Resting Cell Biotransformation.

All necessary plasmids were inserted into strain MX102 R⁰ by electroporation and plated on 2x YT with 200 mg/L ampicillin, 50 mg/L spectinomycin, and 50 mg/L kanamycin (ASK). Triplicate seed cultures of 4 mL 2x YT-ASK with 5 g/L D-mannitol were prepared from single colonies and grown at 37 °C for 16 h. Cell cultivation cultures were normalized to 0.04 OD₆₀₀ in 50 mL 2x YT-ASK with 10 g/L D-mannitol and 0.5 mM 5-aminolevunic acid. The cells were incubated shaking for 4 h at 30 °C and then induced with 0.5 mM IPTG and 0.1% (w/v) L-arabinose. After induction, cells were incubated for 12 h while shaking at 30 °C before harvest. At harvest the OD₆₀₀ of each culture was determined and the volume of cells necessary to prepare a final suspension of 100 OD₆₀₀ in 3 mL final volume was transferred to 50 mL conical tubes and pelleted for 10 min at room temperature, 2500 g. The pelleted cells were washed by gentle resuspension and centrifugation twice in 40 mL 100 mM KP_i pH 7.5 at room temperature, then washed one more time in 10 mL of the same and transferred to 15 mL conical tubes. The conical tubes were pelleted a final time and resuspended to a total volume of 3 mL.

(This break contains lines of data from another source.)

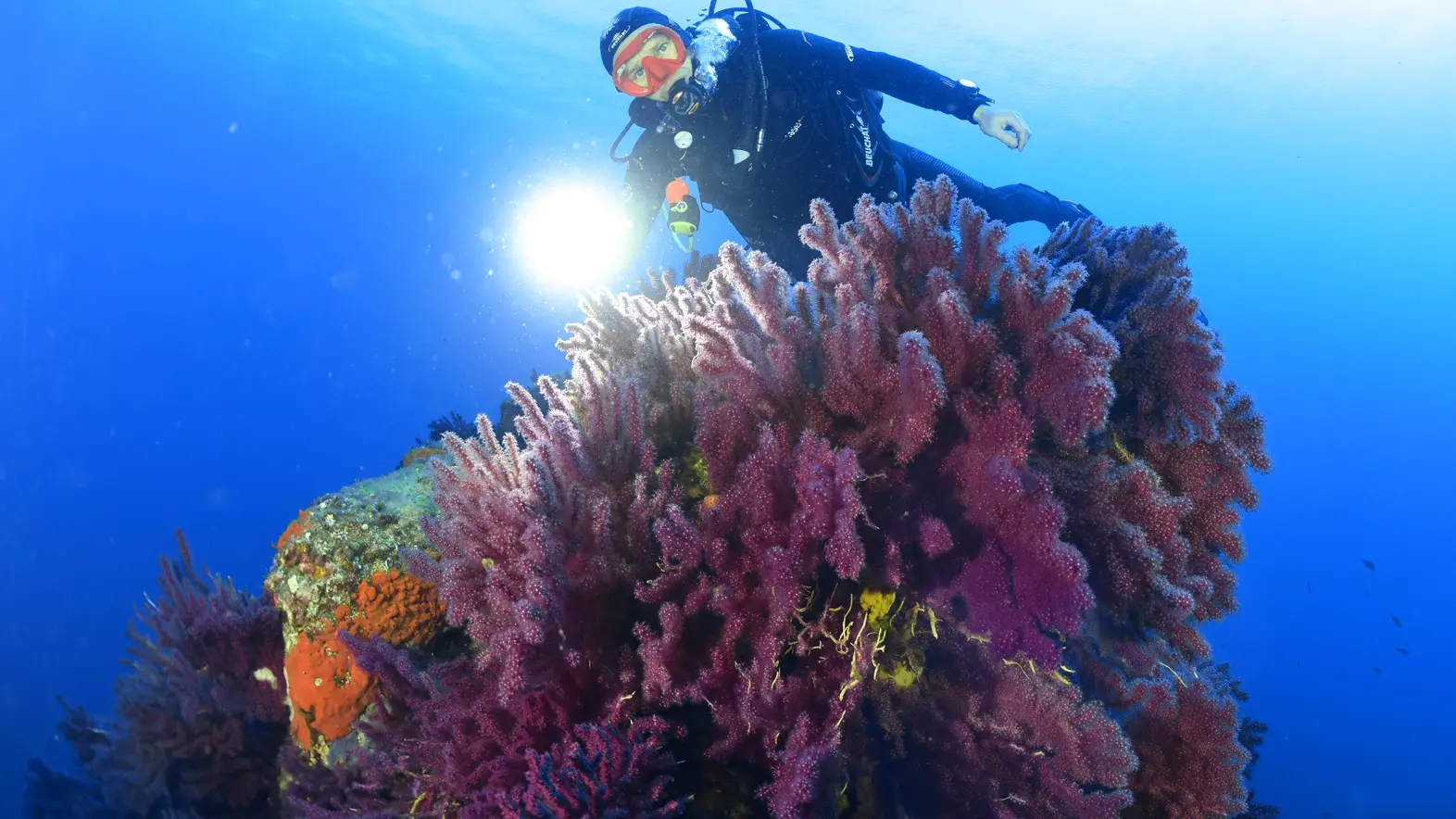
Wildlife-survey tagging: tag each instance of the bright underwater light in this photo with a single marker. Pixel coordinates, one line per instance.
(571, 236)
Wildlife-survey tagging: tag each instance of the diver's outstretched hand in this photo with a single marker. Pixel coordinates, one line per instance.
(1005, 126)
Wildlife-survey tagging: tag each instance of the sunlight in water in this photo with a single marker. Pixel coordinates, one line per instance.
(571, 236)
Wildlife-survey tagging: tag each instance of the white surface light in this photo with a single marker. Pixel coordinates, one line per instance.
(571, 236)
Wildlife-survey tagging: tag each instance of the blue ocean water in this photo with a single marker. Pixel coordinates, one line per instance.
(248, 249)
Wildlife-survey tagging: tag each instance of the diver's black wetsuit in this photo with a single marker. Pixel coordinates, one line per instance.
(822, 137)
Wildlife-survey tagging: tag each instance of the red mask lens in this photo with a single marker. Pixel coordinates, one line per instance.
(653, 70)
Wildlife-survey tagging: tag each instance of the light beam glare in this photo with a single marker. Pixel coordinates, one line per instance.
(572, 236)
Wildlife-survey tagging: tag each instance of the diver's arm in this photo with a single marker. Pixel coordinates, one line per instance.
(887, 73)
(648, 173)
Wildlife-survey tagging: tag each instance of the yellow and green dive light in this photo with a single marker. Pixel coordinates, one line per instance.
(682, 211)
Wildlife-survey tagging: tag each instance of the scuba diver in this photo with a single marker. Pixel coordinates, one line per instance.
(766, 119)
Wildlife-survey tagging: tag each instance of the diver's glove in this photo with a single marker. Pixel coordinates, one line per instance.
(1005, 126)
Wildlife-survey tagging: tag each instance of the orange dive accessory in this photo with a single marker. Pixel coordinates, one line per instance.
(646, 75)
(682, 211)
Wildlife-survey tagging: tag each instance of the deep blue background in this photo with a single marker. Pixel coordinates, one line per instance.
(207, 325)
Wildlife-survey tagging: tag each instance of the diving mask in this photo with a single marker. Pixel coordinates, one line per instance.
(648, 60)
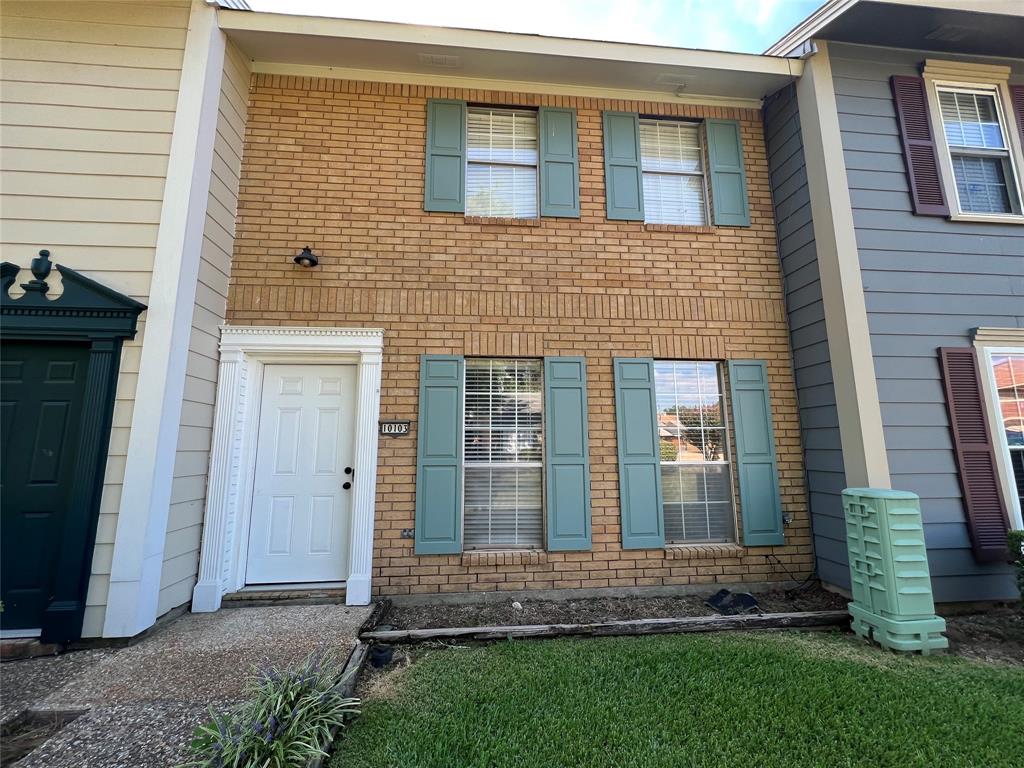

The resting cell reactions were initiated by the addition of 600 µL washed cell suspension to 2.4 mL concentrated reaction master mix in 15 mL conical tubes. Reaction mixture was composed of 200 mM D-glucose, 0 or 10 mM NMN⁺, 5 g/L m-Bdo, 0.5 mM IPTG, 100 mM KP_i dibasic, 200 mM MOPS, ASK, and 0.1% (w/v) L-arabinose. Resting cell reactions were then incubated horizontally at 30 °C, 250 rpm, for 48 h. Resting cell reactions with Tp Nox expressed were instead incubated at 18 °C for 152 h.